The panel recommended additional training for judges in child-development needs, cultural differences, disability issues and the trauma inflicted on children by domestic violence.

It’s time to end outdated assumptions about appropriate parental visitation — such as every Wednesday night and alternating weekends — the commission concluded. Instead, greater transparency in how custody determinations are made is needed so that non-lawyer parents who represent themselves in court know the factors a judge will be weighing.

“As a general rule, a minimum of 30 to 33 percent time with each parent is optimal when both parents are emotionally healthy and focused on the needs of their child,” the report stated. “The commission agreed that the majority of current researchers align against a simplistic approach which provides alternating weekend access as a ‘standard’ or ‘typical’ time arrangement.”

In its report, the 20-member panel called on the General Assembly to pass a “Maryland Custody Decision-Making Statute” that provides “a clear, consistent, predictable, gender-neutral process guiding custody determinations for litigants, lawyers and judges, focusing on factors that affect a child’s long-term adjustment.” These child-centered factors include “significant regular contact with each parent;” the child’s developmental requirements; the child’s need to maintain significant relationships; and the quality of the relationship between the parents.

Del. Kathleen M. Dumais, D-Montgomery and a commission member, said the model statute would essentially codify Maryland case law on judicial determination of child custody and visitation. Codification would make the standards more accessible to non-lawyers in custody proceedings, said Dumais, a family-law attorney.

For example, the statute would require judges to base custody and visitation on each parent’s ability to ensure the child’s physical safety, support his or her emotional security and promote his or her interpersonal skills and intellectual growth.
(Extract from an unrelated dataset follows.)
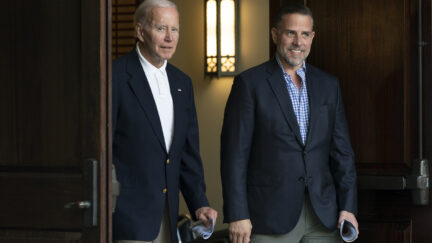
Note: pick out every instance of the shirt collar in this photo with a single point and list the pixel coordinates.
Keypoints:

The model statute would require judges to base their decisions on each parent’s ability to meet the child’s day-to-day needs regarding education, socialization, culture, religion, food, shelter, clothing and health.

The commission called for greater use of alternative resolution methods, including mediation and collaborative law, which enable the parents to reach their own custody agreements that best serve their children’s needs.

“Separating and divorcing parents and never-married parents should be provided with the tools and support they need to make decisions together for their children,” the report stated. “The commission supports the involvement of both parents in their children’s lives to the fullest extent possible given the particular facts and circumstances of each family case.”

In that vein, parents should also be required to submit a parenting plan so as not to place custody and visitation determinations solely on the judge, the commission stated.

In addition to Callahan and Dumais, commission members included family law attorneys Renee Bronfein Ades, Michele R. Harris, David L. Levy and Keith N. Schiszik; Baltimore City Community College Dean Wayne Beckles; psychologist Paul C. Berman; attorney Dorothy J. Lennig, of House of Ruth Maryland; University of Maryland professor Carlton E. Munson, a licensed clinical social worker; Kathleen A. Nardella, an attorney and licensed clinical social worker; attorney Laure Anne Ruth, of the Women’s Law Center of Maryland; Vernon E. Wallace Jr., program manager at the Responsible Fatherhood Project; attorney Lauren Young, of the Maryland Disability Law Center; Baltimore City Circuit Judges Shannon E. Avery and Videtta A. Brown; Master Richard J. Sandy, of Frederick County Circuit Court; Del. Susan K. McComas, R-Harford; and Sens. Jennie M. Forehand, D-Montgomery, and Joseph M. Getty, R-Baltimore and Carroll counties.